The variability of calcification in the laryngeal cartilages can create a diagnostic problem.
CT scanning, sectional image data acquisition, and 3-dimensional (3-D) airway image reconstruction have become increasingly useful in head and neck surgery. [8, 9, 13, 14, 15, 16, 17, 18, 19]
CT images of tracheal stenosis are displayed below.
The acquired images provide detailed information regarding the tracheobronchial tree and its associated pathology. Moreover, 2-D and 3-D images that are generated by CT scan data provide additional information regarding airway pathology. [19] A variety of computer-processing algorithms can be applied in acquired CT scan data, including multiplanar reformatting (MPR), shaded surface display (SSD), maximum or minimum intensity projection (MIP), and volume-rendering techniques (VRT), as well as a more recent technique, virtual endoscopy (VE).

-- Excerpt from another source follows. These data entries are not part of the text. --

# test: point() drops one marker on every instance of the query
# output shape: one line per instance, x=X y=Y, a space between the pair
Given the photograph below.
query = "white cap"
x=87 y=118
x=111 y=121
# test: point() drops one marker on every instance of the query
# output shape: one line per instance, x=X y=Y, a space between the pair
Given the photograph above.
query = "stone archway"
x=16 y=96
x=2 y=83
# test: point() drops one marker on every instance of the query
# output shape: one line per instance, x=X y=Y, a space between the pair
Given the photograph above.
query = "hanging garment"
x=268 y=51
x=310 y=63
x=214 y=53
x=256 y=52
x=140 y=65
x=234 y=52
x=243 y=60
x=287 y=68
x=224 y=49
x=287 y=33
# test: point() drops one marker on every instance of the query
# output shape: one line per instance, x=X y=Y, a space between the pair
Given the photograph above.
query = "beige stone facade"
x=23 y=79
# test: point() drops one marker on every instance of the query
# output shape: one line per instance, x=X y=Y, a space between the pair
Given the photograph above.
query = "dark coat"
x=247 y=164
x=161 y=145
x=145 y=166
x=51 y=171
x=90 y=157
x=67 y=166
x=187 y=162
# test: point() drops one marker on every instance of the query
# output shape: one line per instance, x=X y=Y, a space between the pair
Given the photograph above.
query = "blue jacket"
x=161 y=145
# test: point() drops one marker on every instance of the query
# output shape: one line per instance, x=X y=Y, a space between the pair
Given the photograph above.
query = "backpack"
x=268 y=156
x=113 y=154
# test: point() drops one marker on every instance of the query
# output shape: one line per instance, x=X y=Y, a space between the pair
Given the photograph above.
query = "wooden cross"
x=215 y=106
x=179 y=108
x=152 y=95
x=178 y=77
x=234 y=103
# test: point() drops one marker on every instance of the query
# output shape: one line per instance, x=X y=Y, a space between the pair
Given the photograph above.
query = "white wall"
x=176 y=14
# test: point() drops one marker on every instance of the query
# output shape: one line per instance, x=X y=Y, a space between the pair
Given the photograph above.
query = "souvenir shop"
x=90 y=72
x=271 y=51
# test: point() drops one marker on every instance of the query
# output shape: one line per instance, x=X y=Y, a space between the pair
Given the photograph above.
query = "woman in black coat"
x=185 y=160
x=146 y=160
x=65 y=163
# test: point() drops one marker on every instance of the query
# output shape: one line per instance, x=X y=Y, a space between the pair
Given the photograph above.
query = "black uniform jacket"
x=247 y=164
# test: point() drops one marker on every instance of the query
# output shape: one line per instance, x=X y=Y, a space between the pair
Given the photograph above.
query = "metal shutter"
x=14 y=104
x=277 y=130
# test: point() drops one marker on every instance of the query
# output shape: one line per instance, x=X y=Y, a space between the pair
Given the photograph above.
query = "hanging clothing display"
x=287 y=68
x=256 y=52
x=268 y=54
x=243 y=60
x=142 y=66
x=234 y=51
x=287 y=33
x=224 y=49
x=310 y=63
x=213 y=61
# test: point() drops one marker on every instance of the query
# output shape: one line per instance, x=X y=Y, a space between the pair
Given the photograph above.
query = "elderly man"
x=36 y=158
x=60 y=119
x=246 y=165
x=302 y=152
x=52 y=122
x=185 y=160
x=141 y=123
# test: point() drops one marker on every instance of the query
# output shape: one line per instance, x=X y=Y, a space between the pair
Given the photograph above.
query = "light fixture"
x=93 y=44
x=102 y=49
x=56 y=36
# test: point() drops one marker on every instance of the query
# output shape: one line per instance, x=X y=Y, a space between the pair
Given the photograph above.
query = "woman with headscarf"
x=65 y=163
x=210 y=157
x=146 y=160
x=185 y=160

Conventional coronal CT scanning allows visualization of the frontal view anatomy without a superimposed spine. This technique enables satisfactory analysis of the vertical extent of the tracheal stenosis or stricture, but conventional coronal CT scanning is only used occasionally because of its limited gray-scale ability to differentiate soft tissue. However, airway images, especially with the added sagittal projection, are excellent.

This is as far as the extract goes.